Hi, Was this a clean 4.5 install? Or upgraded from 4.4? If upgraded, were this transfers done in 4.4?
This was an upgrade from 4.4 and I did the upgrade to 4.5 just this week - so probably the transfers have been started on 4.4.
Thanks, the NPE should be fixed for new transfer since bug 2043984 was fixed, because we always set the disk_id since 4.5.0, and it is missing in the provided db dump The other issue is allowing the client to change the transfer's phase from finalizing_failure to finalizing_success
To follow up, we have to open issues: 1. Not letting clients set invalid phases for the transfer (i.e. moving from FINISHED_FAILED to FINALIZING_SUCCESS) 2. Blocking the upgrade of the engine if there are active transfer, it makes little sense to move transfer started in one version to a newer version, especially given it may not be possible to continue it (if parameters changed for example)
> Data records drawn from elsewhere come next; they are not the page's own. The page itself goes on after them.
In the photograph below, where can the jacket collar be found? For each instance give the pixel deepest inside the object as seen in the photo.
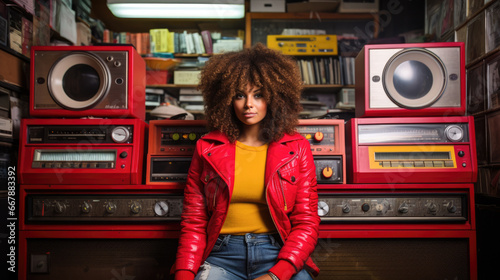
(222, 138)
(222, 158)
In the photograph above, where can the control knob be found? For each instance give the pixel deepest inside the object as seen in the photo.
(403, 208)
(432, 207)
(318, 136)
(161, 208)
(86, 207)
(323, 208)
(346, 208)
(365, 207)
(110, 207)
(135, 207)
(327, 172)
(451, 207)
(59, 207)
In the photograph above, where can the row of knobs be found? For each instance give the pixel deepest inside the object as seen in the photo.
(326, 172)
(185, 136)
(403, 207)
(160, 208)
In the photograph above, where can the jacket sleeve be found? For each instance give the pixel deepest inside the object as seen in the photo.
(304, 218)
(192, 239)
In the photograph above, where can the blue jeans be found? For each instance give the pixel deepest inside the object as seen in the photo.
(243, 257)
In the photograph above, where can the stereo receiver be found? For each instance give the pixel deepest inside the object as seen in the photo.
(327, 140)
(424, 79)
(412, 150)
(82, 151)
(303, 44)
(80, 81)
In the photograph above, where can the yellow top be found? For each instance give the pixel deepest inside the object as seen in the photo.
(248, 211)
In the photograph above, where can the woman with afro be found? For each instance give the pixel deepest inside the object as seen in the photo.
(250, 201)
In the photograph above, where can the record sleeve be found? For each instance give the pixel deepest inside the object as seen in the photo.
(476, 89)
(493, 81)
(492, 32)
(481, 144)
(459, 12)
(475, 38)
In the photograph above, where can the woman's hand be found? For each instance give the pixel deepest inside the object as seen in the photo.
(264, 277)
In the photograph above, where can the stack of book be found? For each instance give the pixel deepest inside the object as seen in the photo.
(191, 100)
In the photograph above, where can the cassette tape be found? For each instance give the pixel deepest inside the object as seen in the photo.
(411, 150)
(303, 44)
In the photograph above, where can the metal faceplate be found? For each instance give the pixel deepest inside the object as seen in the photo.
(114, 63)
(421, 207)
(449, 57)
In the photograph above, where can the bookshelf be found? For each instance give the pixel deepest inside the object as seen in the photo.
(475, 22)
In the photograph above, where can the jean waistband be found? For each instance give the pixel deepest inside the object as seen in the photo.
(252, 236)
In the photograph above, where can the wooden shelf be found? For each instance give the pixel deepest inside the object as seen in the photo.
(305, 16)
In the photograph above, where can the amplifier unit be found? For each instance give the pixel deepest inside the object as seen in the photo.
(327, 140)
(82, 151)
(80, 81)
(425, 79)
(412, 150)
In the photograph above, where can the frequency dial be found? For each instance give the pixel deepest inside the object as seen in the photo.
(161, 208)
(323, 208)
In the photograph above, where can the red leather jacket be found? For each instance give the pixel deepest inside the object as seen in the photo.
(291, 194)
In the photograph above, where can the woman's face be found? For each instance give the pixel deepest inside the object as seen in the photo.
(250, 106)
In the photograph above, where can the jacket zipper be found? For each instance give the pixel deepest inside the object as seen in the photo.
(282, 191)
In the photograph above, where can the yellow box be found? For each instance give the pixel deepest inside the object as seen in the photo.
(187, 77)
(304, 44)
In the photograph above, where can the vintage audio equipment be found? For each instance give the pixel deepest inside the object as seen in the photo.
(327, 140)
(105, 254)
(304, 44)
(175, 137)
(80, 81)
(171, 145)
(411, 150)
(425, 79)
(164, 169)
(98, 207)
(82, 151)
(382, 231)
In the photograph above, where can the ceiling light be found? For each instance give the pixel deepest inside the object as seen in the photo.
(207, 9)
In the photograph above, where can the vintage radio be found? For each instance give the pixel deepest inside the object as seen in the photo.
(164, 169)
(96, 207)
(304, 44)
(82, 151)
(425, 79)
(174, 137)
(327, 140)
(359, 221)
(411, 150)
(80, 81)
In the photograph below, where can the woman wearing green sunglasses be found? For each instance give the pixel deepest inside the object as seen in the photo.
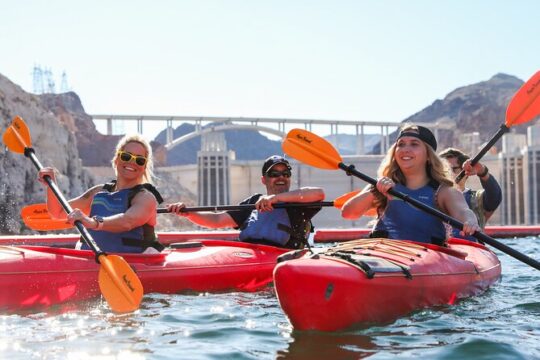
(120, 215)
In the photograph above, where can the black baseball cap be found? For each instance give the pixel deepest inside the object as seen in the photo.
(274, 160)
(423, 134)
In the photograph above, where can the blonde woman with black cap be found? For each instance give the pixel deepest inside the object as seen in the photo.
(412, 167)
(281, 227)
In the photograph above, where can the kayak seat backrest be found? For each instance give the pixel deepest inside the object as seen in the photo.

This bug has low overall severity and is not going to be further verified by QE. If you believe special care is required, feel free to properly align relevant severity, flags and keywords to raise PM_Score or use one of the Bumps ('PrioBumpField', 'PrioBumpGSS', 'PrioBumpPM', 'PrioBumpQA') in Keywords to raise it's PM_Score above verification threashold (1000).
This bug has low overall severity and passed an automated regression suite, and is not going to be further verified by QE. If you believe special care is required, feel free to re-open to ON_QA status.